AGENZIA DELLE ENTRATE – Risposta 21 dicembre 2020, n. 611
Regolarizzazione di opere edilizie realizzate in difformità dal titolo abilitativo – Regime IVA della cessione dell’immobile strumentale oggetto di regolarizzazione – Art. 10, comma 1, n. 8-ter), del d.P.R. n. 633/1972
Con l’istanza di interpello specificata in oggetto, è stato esposto il seguente
Quesito
Alfa S.p.A. (in seguito anche “società istante”) ha avviato un processo di dismissione di un portafoglio immobiliare con l’inizio, nel luglio del 2016, di una procedura competitiva avente ad oggetto la cessione di un portafoglio immobiliare costituito da un insieme di immobili dislocati in diverse regioni italiane (in seguito il “Portafoglio”).

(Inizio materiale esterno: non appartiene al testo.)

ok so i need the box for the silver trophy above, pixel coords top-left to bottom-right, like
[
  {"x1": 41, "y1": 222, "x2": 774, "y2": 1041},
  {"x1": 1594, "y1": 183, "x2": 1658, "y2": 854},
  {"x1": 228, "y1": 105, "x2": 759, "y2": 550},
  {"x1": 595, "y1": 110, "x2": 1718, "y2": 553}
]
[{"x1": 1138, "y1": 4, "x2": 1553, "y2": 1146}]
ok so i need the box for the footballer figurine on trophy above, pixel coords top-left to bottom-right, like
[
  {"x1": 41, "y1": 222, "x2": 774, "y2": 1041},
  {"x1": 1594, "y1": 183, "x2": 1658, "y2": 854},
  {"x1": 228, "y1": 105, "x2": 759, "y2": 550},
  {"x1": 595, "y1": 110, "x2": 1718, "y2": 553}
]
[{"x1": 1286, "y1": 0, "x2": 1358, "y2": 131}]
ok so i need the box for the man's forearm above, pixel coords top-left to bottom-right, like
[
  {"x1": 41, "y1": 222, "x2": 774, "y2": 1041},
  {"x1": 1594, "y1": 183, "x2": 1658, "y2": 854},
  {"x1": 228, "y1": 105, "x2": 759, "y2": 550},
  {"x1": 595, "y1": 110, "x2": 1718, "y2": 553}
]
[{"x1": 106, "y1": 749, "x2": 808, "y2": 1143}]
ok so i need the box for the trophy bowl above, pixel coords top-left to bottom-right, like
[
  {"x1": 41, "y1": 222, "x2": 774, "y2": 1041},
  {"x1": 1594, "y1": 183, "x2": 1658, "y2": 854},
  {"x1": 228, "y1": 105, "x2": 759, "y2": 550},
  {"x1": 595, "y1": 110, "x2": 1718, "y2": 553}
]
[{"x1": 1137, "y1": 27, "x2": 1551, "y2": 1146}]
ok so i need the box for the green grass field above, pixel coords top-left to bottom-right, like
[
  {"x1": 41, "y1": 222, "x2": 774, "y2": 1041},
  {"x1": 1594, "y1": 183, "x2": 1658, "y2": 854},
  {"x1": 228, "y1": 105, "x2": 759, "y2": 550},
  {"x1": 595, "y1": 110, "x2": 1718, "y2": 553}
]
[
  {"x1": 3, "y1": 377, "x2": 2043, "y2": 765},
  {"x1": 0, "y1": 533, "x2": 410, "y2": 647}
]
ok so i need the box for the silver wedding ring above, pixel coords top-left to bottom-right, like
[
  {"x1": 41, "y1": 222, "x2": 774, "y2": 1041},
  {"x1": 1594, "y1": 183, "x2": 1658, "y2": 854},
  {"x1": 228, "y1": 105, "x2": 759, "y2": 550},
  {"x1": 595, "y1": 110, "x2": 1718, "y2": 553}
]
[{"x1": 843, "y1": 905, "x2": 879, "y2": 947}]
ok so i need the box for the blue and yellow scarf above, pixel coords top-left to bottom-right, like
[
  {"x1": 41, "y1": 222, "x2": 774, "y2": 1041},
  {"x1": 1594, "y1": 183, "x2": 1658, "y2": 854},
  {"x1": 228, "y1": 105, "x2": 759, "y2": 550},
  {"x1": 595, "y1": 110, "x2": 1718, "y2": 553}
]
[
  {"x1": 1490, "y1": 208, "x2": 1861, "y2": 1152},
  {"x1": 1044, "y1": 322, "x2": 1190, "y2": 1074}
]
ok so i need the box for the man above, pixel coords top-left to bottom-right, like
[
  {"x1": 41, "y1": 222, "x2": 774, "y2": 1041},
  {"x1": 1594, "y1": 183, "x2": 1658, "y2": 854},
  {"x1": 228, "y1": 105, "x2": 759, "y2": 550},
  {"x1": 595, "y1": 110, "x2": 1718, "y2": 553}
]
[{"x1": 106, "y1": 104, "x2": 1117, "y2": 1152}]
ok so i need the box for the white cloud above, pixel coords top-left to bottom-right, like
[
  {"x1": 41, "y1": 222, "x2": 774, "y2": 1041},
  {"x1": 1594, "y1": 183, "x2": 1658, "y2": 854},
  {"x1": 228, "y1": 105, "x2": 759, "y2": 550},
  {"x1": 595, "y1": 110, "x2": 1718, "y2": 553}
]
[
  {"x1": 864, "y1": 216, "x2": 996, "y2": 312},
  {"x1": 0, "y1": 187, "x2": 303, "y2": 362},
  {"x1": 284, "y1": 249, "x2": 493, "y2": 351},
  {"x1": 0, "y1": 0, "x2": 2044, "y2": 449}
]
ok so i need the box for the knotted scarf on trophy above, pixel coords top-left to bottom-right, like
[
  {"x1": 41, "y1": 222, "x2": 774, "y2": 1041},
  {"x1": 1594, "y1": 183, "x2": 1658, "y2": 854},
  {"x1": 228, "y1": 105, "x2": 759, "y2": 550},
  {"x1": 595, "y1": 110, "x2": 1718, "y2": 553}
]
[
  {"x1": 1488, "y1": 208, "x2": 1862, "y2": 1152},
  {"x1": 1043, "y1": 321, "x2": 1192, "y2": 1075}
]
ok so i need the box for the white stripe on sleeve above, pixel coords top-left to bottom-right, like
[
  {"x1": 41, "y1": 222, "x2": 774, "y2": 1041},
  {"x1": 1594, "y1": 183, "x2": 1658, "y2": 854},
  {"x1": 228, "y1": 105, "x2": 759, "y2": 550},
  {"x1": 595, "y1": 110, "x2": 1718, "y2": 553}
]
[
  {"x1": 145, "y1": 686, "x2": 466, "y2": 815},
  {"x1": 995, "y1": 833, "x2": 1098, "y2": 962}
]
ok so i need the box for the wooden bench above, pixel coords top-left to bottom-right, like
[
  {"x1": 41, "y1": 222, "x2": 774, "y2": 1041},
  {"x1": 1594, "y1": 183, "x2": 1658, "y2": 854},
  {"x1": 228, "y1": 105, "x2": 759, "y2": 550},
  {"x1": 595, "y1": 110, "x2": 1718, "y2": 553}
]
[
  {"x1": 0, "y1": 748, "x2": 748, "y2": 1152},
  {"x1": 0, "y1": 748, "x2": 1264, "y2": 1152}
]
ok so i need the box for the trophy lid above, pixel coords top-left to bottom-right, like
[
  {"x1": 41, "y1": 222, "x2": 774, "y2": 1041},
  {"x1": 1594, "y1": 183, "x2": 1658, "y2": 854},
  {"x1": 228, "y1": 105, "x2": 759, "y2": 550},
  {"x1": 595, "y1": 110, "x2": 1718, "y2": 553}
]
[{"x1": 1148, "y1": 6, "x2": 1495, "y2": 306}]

Uno degli immobili oggetto del Portafoglio destinati ad essere trasferiti entro il 30 novembre 2020 è rappresentato, per quanto qui di interesse, da un complesso immobiliare situato nel Comune di —- (in seguito “Complesso Immobiliare”), più in particolare costituito, sotto il profilo urbanistico-catastale, da due distinti fabbricati/edifici strumentali non suscettibili di diversa utilizzazione senza radicali trasformazioni:
(i) il c.d. “Edificio X (corpo principale);
(ii) il c.d. “Edificio Y”..
Ciascuno dei detti Edifici è formato da più unità immobiliari urbane autonomamente identificate al Catasto Fabbricati del Comune.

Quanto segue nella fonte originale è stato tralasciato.